L’Académie de Médecine s’est opposée à cet allongement en raison des risques ultérieurs dus à l’ouverture forcée du col de l’utérus en cas d’IVG chirurgicale ; plus le terme de la grossesse est avancé plus le pourcentage de complications augmente, mais les complications graves sont très rares, précise-t-elle.

Le CNGOF regrette que les responsables de ce projet n’aient pas pris en compte ces réflexions et ses demandes concernant l’amélioration de la prise en charge de l’IVG en France pour se focaliser uniquement sur l’allongement du délai. L’allongement du délai

n’est pas une réponse appropriée aux problèmes de prise en charge de l’IVG en France. Cet allongement du délai, en l’état actuel de la prise en charge de l’IVG dans notre pays, ne résoudra que très partiellement les problèmes existants et ne constitue pas une amélioration de la prise en charge des femmes. Plus l’IVG est réalisée tard, plus elle implique un nombre important de soins, complexifie sa prise en charge et limite le choix de la méthode.

Ceci signifie que les mesures gouvernementales devraient s’attacher à ce que les IVG soient faites le plus tôt possible, afin que leur réalisation soit plus simple et dans le respect du choix de la patiente. Allonger ce délai est bien insuffisant pour régler le problème. Le secteur planning /IVG est trop souvent mal considéré dans nos établissements : insuffisance de locaux, de personnel dédié et formé, de places aux blocs opératoires, acte jugé peu rentable par nos établissements à juste titre, car très mal rémunéré.

Proposer un allongement du délai parce qu’il existe une carence dans l’organisation des soins ne permettant pas une prise en charge précoce est donc une solution inappropriée selon les soignants. Ceci explique la réaction de nombre d’entre eux, opposés à cet allongement du délai comme réponse médicale aux problèmes de l’accès à l’IVG en France.

Le CNGOF demande qu’en complément de l’adoption de ce projet de loi, les problèmes d’accès et de réalisation des IVG soient pris en compte au même titre que pour les autres pathologies féminines.

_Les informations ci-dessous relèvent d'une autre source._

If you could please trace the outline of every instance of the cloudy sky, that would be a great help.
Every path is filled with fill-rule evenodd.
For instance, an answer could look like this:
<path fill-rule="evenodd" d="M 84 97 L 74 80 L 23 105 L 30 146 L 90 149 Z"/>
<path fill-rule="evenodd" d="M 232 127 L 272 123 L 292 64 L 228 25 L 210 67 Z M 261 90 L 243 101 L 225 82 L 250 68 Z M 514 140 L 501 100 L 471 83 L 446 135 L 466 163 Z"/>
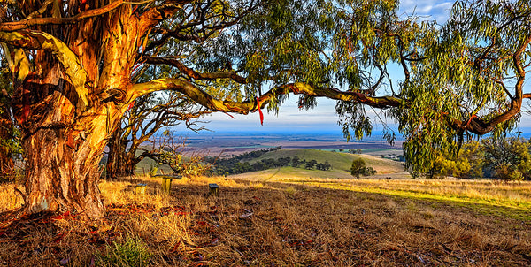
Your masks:
<path fill-rule="evenodd" d="M 447 19 L 453 1 L 442 0 L 404 0 L 401 2 L 399 14 L 404 17 L 415 14 L 425 19 L 435 19 L 443 22 Z M 399 79 L 399 78 L 398 78 Z M 396 80 L 396 78 L 393 79 Z M 529 88 L 529 86 L 526 86 Z M 526 89 L 526 92 L 531 91 Z M 338 117 L 335 112 L 335 102 L 327 99 L 319 99 L 318 106 L 311 111 L 298 110 L 296 106 L 297 95 L 291 95 L 285 102 L 278 115 L 273 112 L 267 113 L 264 111 L 264 125 L 260 125 L 258 112 L 249 115 L 233 115 L 235 118 L 227 114 L 216 113 L 204 118 L 210 121 L 206 127 L 216 133 L 223 132 L 248 132 L 248 133 L 330 133 L 342 134 L 342 127 L 337 125 Z M 372 112 L 372 111 L 370 111 Z M 524 118 L 520 127 L 531 127 L 531 119 Z M 388 124 L 393 124 L 389 121 Z M 381 130 L 381 126 L 373 126 L 374 132 Z"/>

Il est en effet inadmissible que les coûts de remboursement de prise en charge de l’IVG fassent de celle-ci une activité déficitaire pour les structures de soins.

Enfin, le CNGOF est en attente des propositions en termes de temps médical et de budget attribués aux structures qui vont appliquer la nouvelle loi.

Le CNGOF a salué la gratuité de la contraception pour les 19 -25 ans mais il renouvelle ses demandes de contraception gratuite pour toutes les femmes. Il souligne aussi le caractère indispensable d’une information à la sexualité à mener dans les écoles, pour que près d’une grossesse sur quatre ne se termine pas par une interruption volontaire de grossesse.

La loi étant votée, il est évident que le CNGOF respectera cet allongement du délai mais il est indispensable qu’il s’accompagne de conditions de réalisation acceptables pour les femmes et conformes aux bonnes pratiques médicales.

Le CNGOF demande une réelle amélioration dans la prise en charge des IVG en France.

C’est à ce prix que la liberté de choix des femmes sera réellement respectée.